Jobs in our region: Drummond emphasized the important role the Ring of Fire will play in Ontario’s economy and reinforced some important points I have been making: in order for us to move forward with this multi-billion dollar project we need to work and partner with First Nations. Only when First Nations are brought on board, will this project move forward and I am pleased to see him underscore this point.
Healthcare: Drummond recommends placing a greater emphasis on health promotion and reorganizing the way services are delivered to promote efficiencies. I agree with Drummond that health promotion is under utilized and that efficiencies can be found to improve the coordination and delivery of healthcare in our region. That said, I have concerns with simply handling more power to Local Health Integration Networks (LHINs), before making their boards transparent and publicly elected. As it stands, the region serviced by the Northwest LHIN is too large to manage effectively, to the detriment of areas outside of Thunder Bay. I believe better quality healthcare can be delivered by creating a separate Kenora-Rainy River LHIN focussed on rural healthcare delivery.

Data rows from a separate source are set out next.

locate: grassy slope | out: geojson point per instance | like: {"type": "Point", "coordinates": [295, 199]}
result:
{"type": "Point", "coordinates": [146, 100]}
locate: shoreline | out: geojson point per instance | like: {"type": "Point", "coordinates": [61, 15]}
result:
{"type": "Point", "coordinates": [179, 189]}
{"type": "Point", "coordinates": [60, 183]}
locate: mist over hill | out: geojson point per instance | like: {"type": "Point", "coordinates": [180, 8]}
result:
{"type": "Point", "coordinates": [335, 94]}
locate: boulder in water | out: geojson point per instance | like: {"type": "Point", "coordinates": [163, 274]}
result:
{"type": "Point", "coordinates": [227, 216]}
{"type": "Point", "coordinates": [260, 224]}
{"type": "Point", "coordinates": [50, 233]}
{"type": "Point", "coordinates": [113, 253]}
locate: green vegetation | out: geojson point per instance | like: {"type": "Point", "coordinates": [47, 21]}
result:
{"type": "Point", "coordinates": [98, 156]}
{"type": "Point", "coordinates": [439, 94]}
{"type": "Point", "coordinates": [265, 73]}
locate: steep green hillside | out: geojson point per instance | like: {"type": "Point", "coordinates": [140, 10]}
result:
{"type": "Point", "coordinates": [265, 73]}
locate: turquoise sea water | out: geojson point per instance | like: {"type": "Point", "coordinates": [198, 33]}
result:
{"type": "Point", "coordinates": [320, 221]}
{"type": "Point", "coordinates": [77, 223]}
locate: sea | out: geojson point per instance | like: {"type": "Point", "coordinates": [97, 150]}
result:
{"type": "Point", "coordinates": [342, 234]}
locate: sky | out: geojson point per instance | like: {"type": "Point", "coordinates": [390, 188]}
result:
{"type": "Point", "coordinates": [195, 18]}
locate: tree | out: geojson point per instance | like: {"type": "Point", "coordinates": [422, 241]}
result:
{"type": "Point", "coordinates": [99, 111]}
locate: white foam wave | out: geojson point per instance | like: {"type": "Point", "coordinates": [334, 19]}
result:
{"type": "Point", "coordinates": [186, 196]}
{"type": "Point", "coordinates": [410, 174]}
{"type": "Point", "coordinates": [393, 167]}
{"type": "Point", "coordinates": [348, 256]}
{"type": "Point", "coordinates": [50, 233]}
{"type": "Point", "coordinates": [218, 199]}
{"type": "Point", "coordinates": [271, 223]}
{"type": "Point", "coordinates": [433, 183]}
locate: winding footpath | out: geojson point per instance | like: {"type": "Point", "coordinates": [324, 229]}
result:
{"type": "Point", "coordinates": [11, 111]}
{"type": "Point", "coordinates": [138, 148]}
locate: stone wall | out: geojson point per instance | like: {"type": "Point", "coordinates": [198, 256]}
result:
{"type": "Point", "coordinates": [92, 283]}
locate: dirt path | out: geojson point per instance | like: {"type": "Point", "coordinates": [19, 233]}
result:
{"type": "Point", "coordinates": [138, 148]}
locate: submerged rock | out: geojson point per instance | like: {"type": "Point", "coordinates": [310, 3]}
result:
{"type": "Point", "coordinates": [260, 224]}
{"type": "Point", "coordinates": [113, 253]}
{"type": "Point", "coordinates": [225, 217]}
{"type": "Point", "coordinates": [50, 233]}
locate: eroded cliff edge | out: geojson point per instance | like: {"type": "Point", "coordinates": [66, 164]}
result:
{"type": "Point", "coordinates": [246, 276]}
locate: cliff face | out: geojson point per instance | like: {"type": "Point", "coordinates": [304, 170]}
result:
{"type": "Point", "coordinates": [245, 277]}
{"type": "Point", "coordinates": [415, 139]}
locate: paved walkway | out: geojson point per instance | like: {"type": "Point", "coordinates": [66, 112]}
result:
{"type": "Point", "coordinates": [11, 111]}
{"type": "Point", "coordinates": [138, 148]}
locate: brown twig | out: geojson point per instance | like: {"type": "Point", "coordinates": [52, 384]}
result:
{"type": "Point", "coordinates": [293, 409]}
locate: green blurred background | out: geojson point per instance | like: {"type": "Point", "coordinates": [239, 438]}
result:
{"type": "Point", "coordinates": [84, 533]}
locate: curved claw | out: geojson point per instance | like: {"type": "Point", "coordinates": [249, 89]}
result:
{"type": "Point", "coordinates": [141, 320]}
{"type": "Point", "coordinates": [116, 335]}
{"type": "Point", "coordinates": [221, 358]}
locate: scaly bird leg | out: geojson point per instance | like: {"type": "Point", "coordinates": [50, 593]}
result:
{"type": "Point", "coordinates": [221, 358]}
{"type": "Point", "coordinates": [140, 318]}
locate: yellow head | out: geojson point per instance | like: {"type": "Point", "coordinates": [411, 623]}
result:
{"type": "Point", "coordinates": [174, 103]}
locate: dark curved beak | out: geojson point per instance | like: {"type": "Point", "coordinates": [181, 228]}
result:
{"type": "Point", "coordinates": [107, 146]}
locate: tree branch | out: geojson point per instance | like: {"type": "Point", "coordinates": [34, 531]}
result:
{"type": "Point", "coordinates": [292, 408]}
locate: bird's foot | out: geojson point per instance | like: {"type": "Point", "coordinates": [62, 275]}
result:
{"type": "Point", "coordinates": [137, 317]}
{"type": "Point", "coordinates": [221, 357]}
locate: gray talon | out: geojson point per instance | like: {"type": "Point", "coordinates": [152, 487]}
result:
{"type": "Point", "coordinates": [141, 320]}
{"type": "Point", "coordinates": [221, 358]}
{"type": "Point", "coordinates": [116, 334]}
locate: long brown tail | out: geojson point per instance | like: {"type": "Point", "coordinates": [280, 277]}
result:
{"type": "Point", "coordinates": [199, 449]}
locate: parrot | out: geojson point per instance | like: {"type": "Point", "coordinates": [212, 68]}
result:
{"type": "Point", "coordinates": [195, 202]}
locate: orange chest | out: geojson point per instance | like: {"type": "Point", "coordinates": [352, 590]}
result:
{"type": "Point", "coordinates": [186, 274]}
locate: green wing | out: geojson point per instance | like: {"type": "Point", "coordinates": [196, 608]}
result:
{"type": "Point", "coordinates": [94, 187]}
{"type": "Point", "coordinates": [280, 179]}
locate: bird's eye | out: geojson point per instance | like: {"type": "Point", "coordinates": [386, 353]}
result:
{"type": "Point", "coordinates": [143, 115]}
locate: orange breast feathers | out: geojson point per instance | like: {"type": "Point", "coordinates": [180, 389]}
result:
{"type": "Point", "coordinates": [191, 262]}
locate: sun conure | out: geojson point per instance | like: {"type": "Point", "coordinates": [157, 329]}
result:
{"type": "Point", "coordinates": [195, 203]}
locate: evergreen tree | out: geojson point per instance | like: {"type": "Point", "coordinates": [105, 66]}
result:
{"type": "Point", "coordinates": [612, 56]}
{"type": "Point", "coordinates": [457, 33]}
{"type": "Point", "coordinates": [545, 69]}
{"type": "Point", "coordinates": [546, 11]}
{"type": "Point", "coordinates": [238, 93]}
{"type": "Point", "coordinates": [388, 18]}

Hydro: I am encouraged that Drummond recommended changes to our electricity system that would see the creation of region utilities. This is something I have been calling for since before being elected. As a region that already has our own electricity grid and that currently produces some of the cleanest and cheapest electricity in North America, charging prices that accurately reflect the cost of generation in our region would benefit consumers and businesses greatly and allow us to attract value-added industry, such as smelters, from the Ring of Fire.
I disagree with Mr. Drummond’s suggestion that we eventually look at privatizing these regional utilities. As we know from electricity retailers, privatizing essential services simply does not work and makes our already unaffordable electricity prices completely unaffordable. Instead, what we may want to consider is creating a regional utility that that is owned by the municipalities and one which they make a very modest, and regulated, dividend. This would give our municipalities an additional revenue source that could keep property taxes down and allow them to replace aging infrastructure more easily.